Our testing has shown that this new system achieves 42% accuracy in identifying root causes for investigations at their creation time related to our web monorepo. This is a significant improvement over traditional methods, which can be time-consuming and complex.

The Challenges of Investigating Issues

Investigating issues in systems dependent on monolithic repositories can present scalability challenges due to the accumulating number of changes involved across many teams. Additionally, responders need to build context on the investigation to start working on it, e.g., what is broken, which systems are involved, and who might be impacted. These challenges can make investigating anomalies a complex and time-consuming process.

Our Approach to Root Cause Isolation

Our system incorporates a novel heuristics-based retriever that reduces the search space from thousands of changes to a few hundred without significant reduction in accuracy. Once we have reduced the search space to a few hundred changes relevant to the ongoing investigation, we rely on a large language model-based ranker system to identify the root cause across these changes.

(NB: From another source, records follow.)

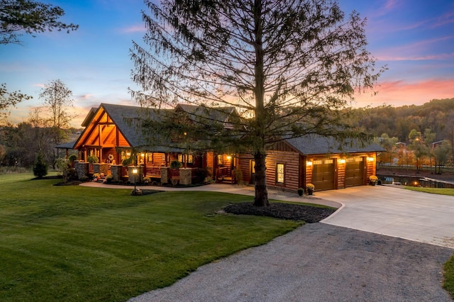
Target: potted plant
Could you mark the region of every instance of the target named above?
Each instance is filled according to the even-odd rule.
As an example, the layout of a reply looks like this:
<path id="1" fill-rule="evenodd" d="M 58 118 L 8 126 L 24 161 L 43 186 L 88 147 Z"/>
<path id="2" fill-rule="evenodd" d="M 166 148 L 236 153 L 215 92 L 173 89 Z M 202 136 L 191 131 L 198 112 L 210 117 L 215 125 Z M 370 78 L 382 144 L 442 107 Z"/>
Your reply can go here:
<path id="1" fill-rule="evenodd" d="M 177 160 L 174 160 L 170 163 L 170 169 L 179 169 L 182 167 L 182 163 Z"/>
<path id="2" fill-rule="evenodd" d="M 314 184 L 307 184 L 306 187 L 307 188 L 307 194 L 309 195 L 312 195 L 314 194 L 314 190 L 315 190 L 315 186 Z"/>
<path id="3" fill-rule="evenodd" d="M 378 177 L 377 177 L 375 175 L 370 175 L 369 177 L 369 183 L 370 183 L 372 186 L 375 186 L 375 184 L 377 184 L 377 181 L 378 181 Z"/>
<path id="4" fill-rule="evenodd" d="M 90 155 L 87 157 L 87 161 L 90 164 L 97 164 L 99 162 L 99 159 L 96 156 Z"/>
<path id="5" fill-rule="evenodd" d="M 303 188 L 298 188 L 298 195 L 302 196 L 303 193 L 304 193 L 304 189 Z"/>

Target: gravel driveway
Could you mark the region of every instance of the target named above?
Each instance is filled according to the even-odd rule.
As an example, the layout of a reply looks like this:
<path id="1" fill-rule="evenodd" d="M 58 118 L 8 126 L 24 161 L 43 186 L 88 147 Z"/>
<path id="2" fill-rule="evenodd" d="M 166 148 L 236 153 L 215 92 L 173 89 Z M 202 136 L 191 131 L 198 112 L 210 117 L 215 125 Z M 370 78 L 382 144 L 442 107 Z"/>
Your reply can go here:
<path id="1" fill-rule="evenodd" d="M 130 301 L 452 301 L 441 281 L 443 264 L 453 253 L 448 247 L 308 224 Z"/>

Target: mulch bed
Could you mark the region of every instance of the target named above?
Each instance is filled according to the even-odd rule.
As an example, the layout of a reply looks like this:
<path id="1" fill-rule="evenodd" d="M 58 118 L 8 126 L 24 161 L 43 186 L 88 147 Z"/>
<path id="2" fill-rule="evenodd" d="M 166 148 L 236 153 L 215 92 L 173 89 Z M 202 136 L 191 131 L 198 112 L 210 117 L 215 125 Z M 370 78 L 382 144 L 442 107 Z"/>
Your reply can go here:
<path id="1" fill-rule="evenodd" d="M 229 204 L 224 211 L 236 215 L 255 215 L 314 223 L 327 218 L 336 209 L 284 203 L 272 203 L 269 206 L 255 206 L 252 203 L 243 203 Z"/>

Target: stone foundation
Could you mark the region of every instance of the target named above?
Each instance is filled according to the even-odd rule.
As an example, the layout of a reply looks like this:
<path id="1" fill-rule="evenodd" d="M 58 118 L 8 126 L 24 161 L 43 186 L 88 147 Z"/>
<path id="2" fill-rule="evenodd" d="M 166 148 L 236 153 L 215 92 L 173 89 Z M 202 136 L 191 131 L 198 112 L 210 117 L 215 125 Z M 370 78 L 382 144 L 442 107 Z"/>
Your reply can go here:
<path id="1" fill-rule="evenodd" d="M 88 162 L 74 160 L 74 168 L 79 179 L 88 177 Z"/>
<path id="2" fill-rule="evenodd" d="M 192 184 L 192 169 L 181 168 L 179 169 L 179 184 L 187 185 Z"/>
<path id="3" fill-rule="evenodd" d="M 133 170 L 134 169 L 137 169 L 137 174 L 133 173 Z M 137 184 L 142 183 L 143 180 L 143 167 L 134 167 L 129 166 L 128 167 L 128 176 L 129 177 L 128 180 L 131 184 L 134 184 L 135 182 Z"/>
<path id="4" fill-rule="evenodd" d="M 105 163 L 93 164 L 93 173 L 99 173 L 99 174 L 107 176 L 109 174 L 109 165 Z"/>
<path id="5" fill-rule="evenodd" d="M 121 164 L 111 164 L 111 175 L 112 176 L 113 181 L 118 181 L 121 180 Z"/>

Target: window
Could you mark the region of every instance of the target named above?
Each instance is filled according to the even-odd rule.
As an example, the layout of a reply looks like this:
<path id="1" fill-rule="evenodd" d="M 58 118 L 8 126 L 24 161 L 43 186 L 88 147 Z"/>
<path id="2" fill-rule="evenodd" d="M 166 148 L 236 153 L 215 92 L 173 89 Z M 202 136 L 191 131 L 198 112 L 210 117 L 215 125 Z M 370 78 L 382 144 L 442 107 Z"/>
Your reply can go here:
<path id="1" fill-rule="evenodd" d="M 277 164 L 276 165 L 276 182 L 278 184 L 284 184 L 284 164 Z"/>

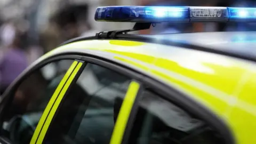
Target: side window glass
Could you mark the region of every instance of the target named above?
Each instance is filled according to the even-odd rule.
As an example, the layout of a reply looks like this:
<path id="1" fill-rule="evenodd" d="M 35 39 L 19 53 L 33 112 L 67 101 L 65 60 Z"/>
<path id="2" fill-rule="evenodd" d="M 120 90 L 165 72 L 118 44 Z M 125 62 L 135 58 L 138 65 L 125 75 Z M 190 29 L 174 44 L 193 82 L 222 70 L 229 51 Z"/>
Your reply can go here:
<path id="1" fill-rule="evenodd" d="M 224 143 L 211 126 L 179 107 L 151 92 L 141 96 L 128 143 Z"/>
<path id="2" fill-rule="evenodd" d="M 34 71 L 19 85 L 3 126 L 4 133 L 12 142 L 29 143 L 44 109 L 73 61 L 50 63 Z M 58 68 L 60 62 L 65 62 L 67 67 Z"/>
<path id="3" fill-rule="evenodd" d="M 47 143 L 109 143 L 131 79 L 88 63 L 65 95 L 47 130 Z"/>

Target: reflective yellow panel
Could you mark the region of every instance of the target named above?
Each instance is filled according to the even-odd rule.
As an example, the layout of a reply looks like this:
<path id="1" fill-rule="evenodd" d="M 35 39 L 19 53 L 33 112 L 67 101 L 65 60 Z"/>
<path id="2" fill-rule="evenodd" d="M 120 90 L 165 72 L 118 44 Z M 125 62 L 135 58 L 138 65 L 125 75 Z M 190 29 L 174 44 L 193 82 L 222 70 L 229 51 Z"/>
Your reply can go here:
<path id="1" fill-rule="evenodd" d="M 140 88 L 140 84 L 132 82 L 130 84 L 111 138 L 110 144 L 121 143 L 130 114 L 134 102 L 136 95 Z"/>
<path id="2" fill-rule="evenodd" d="M 45 121 L 45 122 L 43 126 L 43 128 L 42 129 L 41 132 L 40 133 L 40 135 L 39 135 L 38 138 L 37 139 L 37 141 L 36 142 L 37 144 L 41 144 L 43 143 L 43 141 L 44 139 L 44 137 L 45 136 L 45 134 L 47 132 L 48 127 L 49 127 L 50 124 L 51 124 L 51 122 L 52 121 L 52 119 L 53 118 L 53 116 L 54 116 L 55 113 L 56 112 L 58 109 L 58 107 L 59 107 L 59 105 L 60 105 L 61 101 L 61 100 L 63 98 L 63 97 L 65 94 L 66 92 L 68 90 L 69 85 L 70 85 L 73 80 L 75 78 L 75 76 L 77 74 L 77 72 L 78 71 L 80 68 L 82 67 L 82 65 L 83 65 L 83 62 L 79 62 L 78 64 L 77 64 L 77 66 L 74 70 L 73 73 L 70 76 L 68 81 L 67 81 L 65 85 L 64 85 L 64 87 L 63 87 L 60 94 L 59 94 L 59 96 L 57 98 L 56 101 L 55 102 L 54 105 L 53 106 L 51 110 L 51 111 L 50 112 L 49 116 L 47 117 L 47 119 Z"/>
<path id="3" fill-rule="evenodd" d="M 40 120 L 39 121 L 38 124 L 36 126 L 36 130 L 35 130 L 32 139 L 31 139 L 30 143 L 30 144 L 34 144 L 36 143 L 37 137 L 38 137 L 40 133 L 40 132 L 42 129 L 42 126 L 45 120 L 46 119 L 46 118 L 48 116 L 48 114 L 49 114 L 50 111 L 51 110 L 51 109 L 52 108 L 52 106 L 54 103 L 55 101 L 57 98 L 58 95 L 59 95 L 59 93 L 61 90 L 61 89 L 64 86 L 64 84 L 65 84 L 66 82 L 68 79 L 68 77 L 70 76 L 70 74 L 72 73 L 72 71 L 74 70 L 74 69 L 76 67 L 76 65 L 77 65 L 77 63 L 78 63 L 77 61 L 75 61 L 72 63 L 70 67 L 68 70 L 65 75 L 63 77 L 62 79 L 60 82 L 60 84 L 58 86 L 57 88 L 55 90 L 54 93 L 52 95 L 52 98 L 50 100 L 49 102 L 48 103 L 46 107 L 45 108 L 45 109 L 44 111 L 44 113 L 43 113 L 43 115 L 42 115 L 42 117 Z"/>

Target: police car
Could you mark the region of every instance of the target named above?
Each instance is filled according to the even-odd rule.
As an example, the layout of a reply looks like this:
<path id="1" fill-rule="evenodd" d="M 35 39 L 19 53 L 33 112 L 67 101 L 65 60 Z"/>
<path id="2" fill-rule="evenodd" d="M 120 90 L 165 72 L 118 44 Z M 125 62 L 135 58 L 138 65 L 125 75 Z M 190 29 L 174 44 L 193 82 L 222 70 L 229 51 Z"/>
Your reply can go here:
<path id="1" fill-rule="evenodd" d="M 161 22 L 256 21 L 256 9 L 107 6 L 135 22 L 66 42 L 9 86 L 1 143 L 256 143 L 255 32 L 131 35 Z"/>

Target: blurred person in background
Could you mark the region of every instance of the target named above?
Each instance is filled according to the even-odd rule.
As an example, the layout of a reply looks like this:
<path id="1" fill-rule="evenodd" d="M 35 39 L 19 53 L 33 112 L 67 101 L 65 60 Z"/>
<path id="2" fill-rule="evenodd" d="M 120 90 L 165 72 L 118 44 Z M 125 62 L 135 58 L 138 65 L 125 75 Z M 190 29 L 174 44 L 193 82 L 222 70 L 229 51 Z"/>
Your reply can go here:
<path id="1" fill-rule="evenodd" d="M 15 29 L 10 44 L 3 52 L 0 60 L 0 94 L 28 66 L 27 55 L 22 49 L 21 34 Z"/>

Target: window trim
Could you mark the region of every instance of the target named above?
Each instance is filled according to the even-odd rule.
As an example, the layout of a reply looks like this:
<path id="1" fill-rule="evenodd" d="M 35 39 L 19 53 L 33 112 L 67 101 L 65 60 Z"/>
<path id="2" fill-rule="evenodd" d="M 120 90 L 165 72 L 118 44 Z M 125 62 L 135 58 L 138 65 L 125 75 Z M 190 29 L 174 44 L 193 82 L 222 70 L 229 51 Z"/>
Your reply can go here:
<path id="1" fill-rule="evenodd" d="M 52 122 L 54 121 L 57 115 L 58 115 L 58 114 L 59 113 L 59 111 L 60 110 L 59 108 L 61 107 L 61 106 L 63 103 L 63 102 L 62 99 L 65 99 L 66 97 L 67 96 L 67 94 L 69 93 L 69 91 L 71 90 L 70 88 L 72 87 L 72 86 L 76 83 L 77 79 L 78 79 L 78 78 L 79 78 L 79 77 L 80 76 L 80 75 L 83 73 L 83 71 L 84 69 L 87 66 L 87 62 L 86 61 L 84 61 L 84 60 L 81 60 L 81 59 L 80 59 L 79 60 L 77 60 L 77 61 L 78 62 L 78 63 L 80 62 L 83 62 L 83 64 L 82 64 L 82 66 L 79 68 L 78 71 L 77 71 L 76 75 L 74 77 L 73 79 L 71 82 L 70 84 L 69 84 L 69 86 L 68 86 L 68 89 L 66 91 L 65 93 L 63 94 L 61 102 L 59 104 L 59 106 L 58 106 L 58 108 L 56 109 L 56 111 L 54 113 L 54 115 L 53 117 L 52 117 L 52 118 L 51 119 L 51 123 L 50 123 L 49 126 L 47 128 L 47 130 L 46 130 L 46 132 L 45 134 L 44 134 L 44 137 L 43 138 L 43 140 L 42 140 L 42 143 L 44 143 L 45 140 L 45 138 L 46 138 L 48 136 L 48 134 L 49 133 L 49 132 L 48 132 L 48 130 L 51 129 L 51 128 L 52 126 Z"/>
<path id="2" fill-rule="evenodd" d="M 75 54 L 61 54 L 59 55 L 53 55 L 45 59 L 38 61 L 36 63 L 33 63 L 26 68 L 13 82 L 7 87 L 6 91 L 3 94 L 3 100 L 1 102 L 0 106 L 0 135 L 3 127 L 3 123 L 4 116 L 6 115 L 6 110 L 10 108 L 10 105 L 13 100 L 14 92 L 18 88 L 20 84 L 29 77 L 35 71 L 38 70 L 42 68 L 43 66 L 53 62 L 61 60 L 71 60 L 73 61 L 79 60 L 81 57 L 79 55 Z"/>
<path id="3" fill-rule="evenodd" d="M 143 91 L 145 89 L 150 87 L 150 89 L 162 97 L 163 98 L 171 101 L 174 105 L 180 107 L 188 113 L 192 114 L 193 115 L 200 118 L 207 124 L 214 127 L 220 134 L 223 135 L 225 143 L 234 144 L 236 143 L 234 135 L 231 130 L 231 128 L 228 126 L 225 122 L 217 116 L 214 111 L 212 111 L 209 108 L 193 99 L 192 97 L 189 97 L 188 94 L 126 66 L 97 57 L 86 55 L 84 54 L 83 55 L 81 60 L 84 61 L 86 63 L 90 62 L 130 77 L 136 81 L 140 82 L 141 86 L 138 91 L 140 93 L 141 92 L 141 90 Z M 132 115 L 134 115 L 133 113 L 134 113 L 134 111 L 136 111 L 135 109 L 133 109 L 133 107 L 135 108 L 134 106 L 138 105 L 137 101 L 138 99 L 137 98 L 132 109 L 131 114 Z M 129 118 L 126 125 L 126 129 L 127 127 L 131 126 L 131 125 L 132 124 L 132 121 L 131 122 L 130 121 L 131 120 Z M 126 130 L 124 133 L 123 139 L 124 138 L 126 139 L 127 134 L 129 133 L 126 132 Z M 122 142 L 122 143 L 125 143 L 124 141 Z"/>

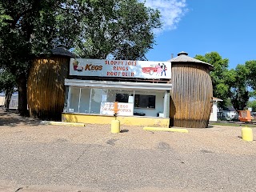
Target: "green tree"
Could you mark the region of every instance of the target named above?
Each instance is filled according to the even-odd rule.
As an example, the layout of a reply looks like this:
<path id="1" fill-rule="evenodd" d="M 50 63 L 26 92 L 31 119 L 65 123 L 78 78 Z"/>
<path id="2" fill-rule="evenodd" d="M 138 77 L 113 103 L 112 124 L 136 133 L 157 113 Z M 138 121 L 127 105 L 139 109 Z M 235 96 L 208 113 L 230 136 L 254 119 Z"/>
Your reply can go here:
<path id="1" fill-rule="evenodd" d="M 256 60 L 247 61 L 245 63 L 248 70 L 248 85 L 252 89 L 250 96 L 256 97 Z"/>
<path id="2" fill-rule="evenodd" d="M 78 17 L 75 6 L 69 10 L 66 2 L 70 1 L 0 0 L 4 15 L 0 18 L 0 66 L 15 76 L 22 115 L 27 114 L 26 82 L 33 55 L 59 44 L 73 46 L 78 34 L 74 27 Z"/>
<path id="3" fill-rule="evenodd" d="M 138 0 L 0 0 L 0 67 L 15 76 L 22 115 L 34 55 L 65 45 L 82 57 L 142 59 L 161 26 Z"/>
<path id="4" fill-rule="evenodd" d="M 231 102 L 234 109 L 242 110 L 246 106 L 250 98 L 250 93 L 247 90 L 249 70 L 245 65 L 238 65 L 235 70 L 231 70 L 231 72 L 235 75 L 230 87 Z"/>
<path id="5" fill-rule="evenodd" d="M 228 70 L 229 60 L 222 58 L 217 52 L 196 55 L 195 58 L 214 66 L 213 71 L 210 73 L 213 82 L 213 94 L 214 97 L 223 100 L 218 103 L 220 106 L 225 106 L 230 97 L 231 85 L 235 81 L 235 73 Z"/>

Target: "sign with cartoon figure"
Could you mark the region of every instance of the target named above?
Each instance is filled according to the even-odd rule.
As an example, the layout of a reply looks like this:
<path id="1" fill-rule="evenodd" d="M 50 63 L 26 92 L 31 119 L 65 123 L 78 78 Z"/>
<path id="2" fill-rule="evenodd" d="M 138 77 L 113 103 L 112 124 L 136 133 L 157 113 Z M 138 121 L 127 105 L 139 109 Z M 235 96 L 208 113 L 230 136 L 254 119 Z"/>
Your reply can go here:
<path id="1" fill-rule="evenodd" d="M 71 58 L 70 75 L 170 79 L 171 63 L 167 62 Z"/>

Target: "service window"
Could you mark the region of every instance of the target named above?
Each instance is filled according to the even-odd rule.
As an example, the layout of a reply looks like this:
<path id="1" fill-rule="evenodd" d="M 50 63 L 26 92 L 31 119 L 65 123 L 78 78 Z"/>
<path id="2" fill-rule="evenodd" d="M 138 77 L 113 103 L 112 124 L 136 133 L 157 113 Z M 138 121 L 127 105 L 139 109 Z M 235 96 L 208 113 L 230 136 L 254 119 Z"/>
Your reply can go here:
<path id="1" fill-rule="evenodd" d="M 155 95 L 135 94 L 134 107 L 155 108 Z"/>

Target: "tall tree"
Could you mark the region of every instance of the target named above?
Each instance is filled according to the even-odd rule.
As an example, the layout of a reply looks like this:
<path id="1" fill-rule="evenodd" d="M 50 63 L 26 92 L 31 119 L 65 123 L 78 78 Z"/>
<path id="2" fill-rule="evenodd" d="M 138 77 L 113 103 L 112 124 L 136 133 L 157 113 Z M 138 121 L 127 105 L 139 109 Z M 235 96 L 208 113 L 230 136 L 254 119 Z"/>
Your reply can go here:
<path id="1" fill-rule="evenodd" d="M 248 85 L 252 89 L 251 96 L 256 98 L 256 60 L 247 61 L 245 66 L 248 70 Z"/>
<path id="2" fill-rule="evenodd" d="M 15 90 L 16 81 L 14 76 L 9 71 L 0 70 L 0 92 L 4 91 L 6 95 L 5 108 L 9 109 L 10 102 L 13 93 Z"/>
<path id="3" fill-rule="evenodd" d="M 210 52 L 205 55 L 196 55 L 195 58 L 213 65 L 214 70 L 210 73 L 213 82 L 214 96 L 223 100 L 219 102 L 221 107 L 226 106 L 230 97 L 231 85 L 235 81 L 235 74 L 228 70 L 229 60 L 222 58 L 218 52 Z"/>

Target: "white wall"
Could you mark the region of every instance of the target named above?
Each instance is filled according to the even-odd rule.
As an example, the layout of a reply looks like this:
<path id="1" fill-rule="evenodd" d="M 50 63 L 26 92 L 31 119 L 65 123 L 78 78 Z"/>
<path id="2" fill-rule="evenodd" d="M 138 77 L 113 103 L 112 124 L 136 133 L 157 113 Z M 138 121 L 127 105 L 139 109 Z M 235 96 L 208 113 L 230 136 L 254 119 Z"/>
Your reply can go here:
<path id="1" fill-rule="evenodd" d="M 136 94 L 146 94 L 145 92 L 135 91 Z M 148 95 L 155 95 L 155 109 L 152 108 L 134 108 L 134 112 L 144 113 L 145 116 L 157 117 L 158 112 L 164 112 L 165 92 L 150 92 Z"/>

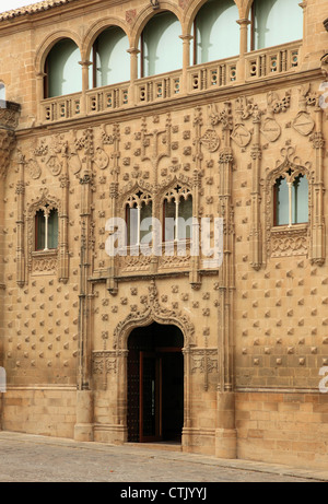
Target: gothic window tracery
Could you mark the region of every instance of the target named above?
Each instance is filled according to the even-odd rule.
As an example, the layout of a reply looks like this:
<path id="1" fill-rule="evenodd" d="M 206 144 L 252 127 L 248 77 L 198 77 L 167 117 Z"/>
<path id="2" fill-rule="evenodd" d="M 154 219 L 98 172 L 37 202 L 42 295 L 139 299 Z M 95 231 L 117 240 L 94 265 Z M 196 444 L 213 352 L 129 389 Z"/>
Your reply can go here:
<path id="1" fill-rule="evenodd" d="M 163 239 L 177 242 L 192 236 L 192 195 L 178 184 L 166 192 L 163 201 Z"/>
<path id="2" fill-rule="evenodd" d="M 308 181 L 303 174 L 289 171 L 274 184 L 274 225 L 308 222 Z"/>

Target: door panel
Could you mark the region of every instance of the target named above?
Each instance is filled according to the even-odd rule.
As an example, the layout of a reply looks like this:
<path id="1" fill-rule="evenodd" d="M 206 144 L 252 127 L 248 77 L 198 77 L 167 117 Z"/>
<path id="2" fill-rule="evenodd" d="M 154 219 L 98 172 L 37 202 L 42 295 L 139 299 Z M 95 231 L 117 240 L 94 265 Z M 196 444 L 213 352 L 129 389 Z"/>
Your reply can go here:
<path id="1" fill-rule="evenodd" d="M 140 352 L 140 443 L 162 439 L 162 359 Z"/>

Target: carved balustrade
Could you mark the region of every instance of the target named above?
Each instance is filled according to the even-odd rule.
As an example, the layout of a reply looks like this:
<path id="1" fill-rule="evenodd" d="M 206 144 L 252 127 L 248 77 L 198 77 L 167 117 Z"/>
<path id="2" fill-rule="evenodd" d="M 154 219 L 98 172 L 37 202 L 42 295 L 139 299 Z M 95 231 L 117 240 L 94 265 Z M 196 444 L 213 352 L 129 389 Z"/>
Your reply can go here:
<path id="1" fill-rule="evenodd" d="M 86 113 L 114 110 L 128 105 L 129 82 L 97 87 L 86 92 Z"/>
<path id="2" fill-rule="evenodd" d="M 101 114 L 179 98 L 259 79 L 293 73 L 300 67 L 302 40 L 261 49 L 239 57 L 211 61 L 150 78 L 97 87 L 40 102 L 40 122 L 56 122 L 85 115 Z M 245 75 L 245 79 L 244 79 Z M 186 81 L 186 82 L 185 82 Z"/>

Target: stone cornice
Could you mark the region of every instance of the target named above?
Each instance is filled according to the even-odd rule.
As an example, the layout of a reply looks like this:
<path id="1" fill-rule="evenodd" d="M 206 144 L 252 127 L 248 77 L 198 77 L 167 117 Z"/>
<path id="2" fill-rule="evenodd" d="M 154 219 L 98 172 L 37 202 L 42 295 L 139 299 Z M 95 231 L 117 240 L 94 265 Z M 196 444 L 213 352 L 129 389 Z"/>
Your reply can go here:
<path id="1" fill-rule="evenodd" d="M 0 128 L 14 130 L 19 124 L 21 105 L 0 99 Z"/>
<path id="2" fill-rule="evenodd" d="M 201 106 L 207 102 L 212 102 L 213 99 L 231 101 L 241 96 L 253 96 L 255 93 L 266 93 L 267 91 L 279 90 L 282 86 L 291 86 L 304 84 L 306 82 L 312 82 L 315 79 L 321 79 L 321 70 L 314 69 L 307 71 L 301 71 L 293 74 L 284 74 L 279 77 L 271 77 L 268 79 L 259 79 L 255 82 L 246 82 L 241 85 L 226 86 L 224 89 L 204 91 L 198 95 L 188 94 L 180 97 L 174 97 L 171 99 L 165 99 L 161 103 L 151 103 L 148 105 L 140 105 L 134 107 L 121 108 L 118 110 L 112 110 L 108 113 L 103 113 L 94 116 L 84 116 L 84 117 L 74 117 L 73 119 L 68 119 L 65 121 L 57 121 L 52 124 L 39 125 L 34 128 L 19 129 L 16 130 L 16 137 L 28 138 L 34 136 L 39 136 L 40 131 L 47 130 L 51 132 L 69 130 L 73 128 L 85 128 L 90 126 L 92 120 L 93 127 L 102 125 L 104 120 L 124 121 L 131 118 L 143 117 L 148 114 L 161 114 L 169 110 L 180 110 L 185 109 L 188 106 Z"/>
<path id="3" fill-rule="evenodd" d="M 77 0 L 44 0 L 37 3 L 32 3 L 31 5 L 21 7 L 17 9 L 12 9 L 0 14 L 0 21 L 13 20 L 26 14 L 36 14 L 38 12 L 47 11 L 55 7 L 63 5 L 66 3 L 71 3 Z"/>

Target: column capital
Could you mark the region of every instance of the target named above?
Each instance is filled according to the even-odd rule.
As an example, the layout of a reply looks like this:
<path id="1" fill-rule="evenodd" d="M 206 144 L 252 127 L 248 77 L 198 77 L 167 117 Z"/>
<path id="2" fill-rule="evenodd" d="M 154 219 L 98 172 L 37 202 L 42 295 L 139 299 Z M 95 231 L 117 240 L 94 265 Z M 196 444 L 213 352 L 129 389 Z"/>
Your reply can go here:
<path id="1" fill-rule="evenodd" d="M 236 21 L 238 23 L 238 25 L 241 26 L 248 26 L 249 24 L 251 24 L 251 21 L 247 20 L 247 17 L 244 17 L 242 20 L 237 20 Z"/>

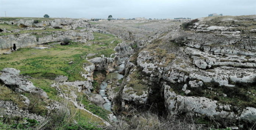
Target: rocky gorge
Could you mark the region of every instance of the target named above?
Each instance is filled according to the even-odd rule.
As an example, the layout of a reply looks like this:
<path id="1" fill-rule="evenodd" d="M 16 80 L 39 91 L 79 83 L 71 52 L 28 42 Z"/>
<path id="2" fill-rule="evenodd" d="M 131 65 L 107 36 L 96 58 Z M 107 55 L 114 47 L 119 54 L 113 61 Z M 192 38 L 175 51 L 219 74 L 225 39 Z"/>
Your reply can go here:
<path id="1" fill-rule="evenodd" d="M 21 115 L 20 110 L 27 110 L 22 117 L 43 122 L 47 118 L 44 114 L 32 114 L 35 111 L 28 107 L 33 102 L 29 93 L 36 93 L 44 103 L 40 107 L 46 108 L 46 113 L 61 110 L 63 104 L 56 99 L 60 97 L 71 103 L 72 109 L 86 112 L 83 116 L 102 125 L 120 123 L 122 119 L 118 117 L 129 115 L 135 108 L 138 112 L 149 110 L 166 118 L 192 116 L 200 125 L 196 125 L 198 129 L 255 129 L 255 15 L 203 18 L 188 22 L 116 20 L 93 24 L 82 19 L 57 19 L 39 23 L 15 20 L 1 22 L 13 28 L 13 25 L 17 24 L 20 30 L 14 32 L 1 28 L 2 52 L 10 52 L 15 44 L 18 50 L 13 53 L 23 51 L 28 56 L 34 50 L 25 53 L 27 50 L 22 48 L 43 45 L 50 48 L 42 53 L 49 51 L 53 53 L 51 58 L 61 58 L 65 62 L 50 73 L 44 71 L 45 68 L 35 72 L 16 69 L 22 69 L 23 64 L 31 68 L 45 65 L 33 65 L 38 58 L 41 60 L 38 62 L 50 63 L 42 58 L 45 54 L 36 51 L 36 55 L 40 55 L 33 57 L 31 63 L 20 58 L 25 62 L 13 61 L 16 66 L 12 68 L 15 69 L 7 67 L 11 64 L 7 62 L 1 64 L 2 85 L 23 97 L 18 101 L 11 100 L 13 103 L 0 98 L 6 104 L 0 106 L 5 111 L 1 115 Z M 28 29 L 31 31 L 25 31 Z M 38 29 L 44 31 L 34 31 Z M 74 42 L 60 45 L 65 38 Z M 69 53 L 71 51 L 74 53 Z M 10 59 L 2 57 L 1 60 Z M 15 67 L 19 65 L 20 68 Z M 24 79 L 21 72 L 32 78 Z M 47 87 L 39 87 L 42 79 L 47 82 Z M 23 108 L 13 110 L 15 107 Z M 103 111 L 104 115 L 97 111 Z"/>

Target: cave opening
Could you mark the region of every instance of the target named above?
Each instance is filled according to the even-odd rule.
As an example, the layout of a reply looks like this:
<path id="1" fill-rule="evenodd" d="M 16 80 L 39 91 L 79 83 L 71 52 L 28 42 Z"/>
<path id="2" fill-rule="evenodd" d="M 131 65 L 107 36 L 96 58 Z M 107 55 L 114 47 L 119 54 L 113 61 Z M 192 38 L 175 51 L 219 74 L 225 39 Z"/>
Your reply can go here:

Our approach to root cause isolation

The ranker system uses a Llama model to further reduce the search space from hundreds of potential code changes to a list of the top five. We explored different ranking algorithms and prompting scenarios and found that ranking through election was most effective to accommodate context window limitations and enable the model to reason across different changes.

Training and Fine-Tuning

The biggest lever to achieving 42% accuracy was fine-tuning a Llama 2 (7B) model using historical investigations for which we knew the underlying root cause. We started by running continued pre-training (CPT) using limited and approved internal wikis, Q&As, and code to expose the model to Meta artifacts. Later, we ran a supervised fine-tuning (SFT) phase where we mixed Llama2’s original SFT data with more internal context and a dedicated investigation root cause analysis (RCA) SFT dataset to teach the model to follow RCA instructions.

Training and fine-tuning the Llama model

The Future of AI-Assisted Investigations

The application of AI in this context presents both opportunities and risks. For instance, it can reduce effort and time needed to root cause an investigation significantly, but it can potentially suggest wrong root causes and mislead engineers. To mitigate this, we ensure that all employee-facing features prioritize closed feedback loops and explainability of results.

The future of AI-assisted investigations

By integrating AI-based systems into our internal tools, we’ve successfully leveraged them for tasks like onboarding engineers to investigations and root cause isolation. Looking ahead, we envision expanding the capabilities of these systems to autonomously execute full workflows and validate their results. Additionally, we anticipate that we can further streamline the development process by utilizing AI to detect potential incidents prior to code push, thereby proactively mitigating risks before they arise.